His name was Robert Frank.



I just learned from our daily newspaper that famed photographer Robert Frank died on Monday in Inverness, Nova Scotia. He was 94.

Frank is perhaps best known for The Americans, his 1959 book of black-and-white photographs taken on cross-country road trips in the mid-1950s. After those trips, Frank met Jack Kerouac, who wrote an introduction for the U.S. version of The Americans:
That crazy feeling in America, when the sun is hot and music comes out of the jukebox or from a nearby funeral, that’s what Robert Frank has captured in tremendous photographs taken as he traveled on the road around practically forty-eight states in an old used car (on Guggenheim Fellowship) and with agility, mystery, genius, sadness, and strange secrecy of a shadow photographed scenes that have never been seen before on film.
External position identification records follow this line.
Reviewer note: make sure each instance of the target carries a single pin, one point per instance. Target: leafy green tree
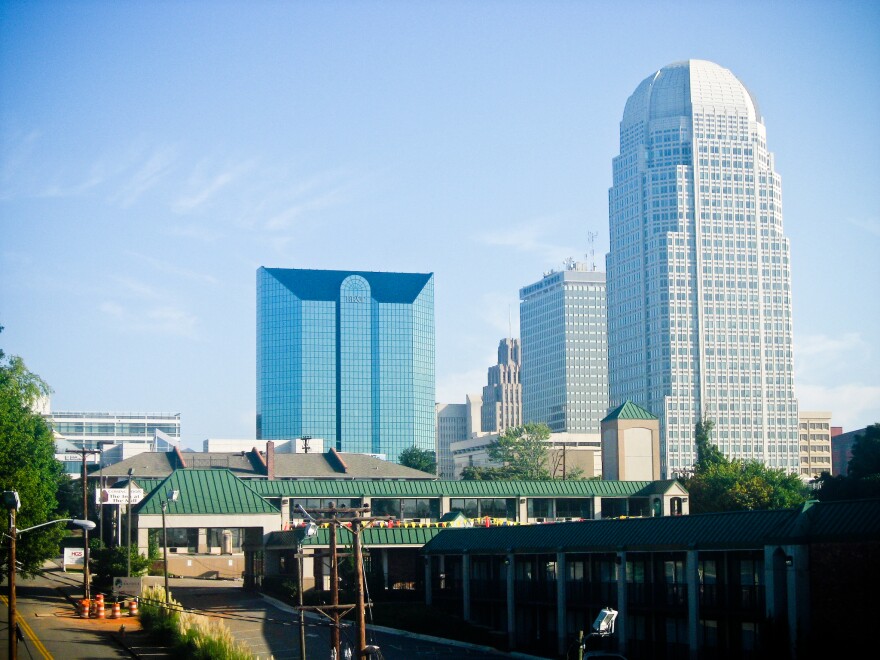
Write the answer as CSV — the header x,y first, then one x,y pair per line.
x,y
27,463
107,563
863,475
865,460
522,451
721,484
419,459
Kerouacians may best know Frank for being the co-director, with Alfred Leslie, of the avant-garde Beat film, Pull My Daisy, which was adapted from Kerouac's play, Beat Generation. Kerouac narrated the short film -- you can watch it in its entirety on YouTube here

Frank and Kerouac were friends. Frank helped him house-hunt in Northport and then helped Jack move Jack's mom and their two cats, Tyke and Timmy, to Northport from Orlando. An essay about that trip, "On the Road to Florida," was published in Evergreen Review in January 1970 (after Jack's death). Frank appears in that essay under his own name. In a letter to Ginsberg in July 1958, Kerouac said that Frank thought Gregory Corso was the greatest poet. Jack met his lover Dody Müller at Frank's NYC Bowery loft in October 1958.

Read Frank's NY Times obit here.

RIP, Mr. Frank.


P.S. This post's title is a movie reference. Can you figure it out?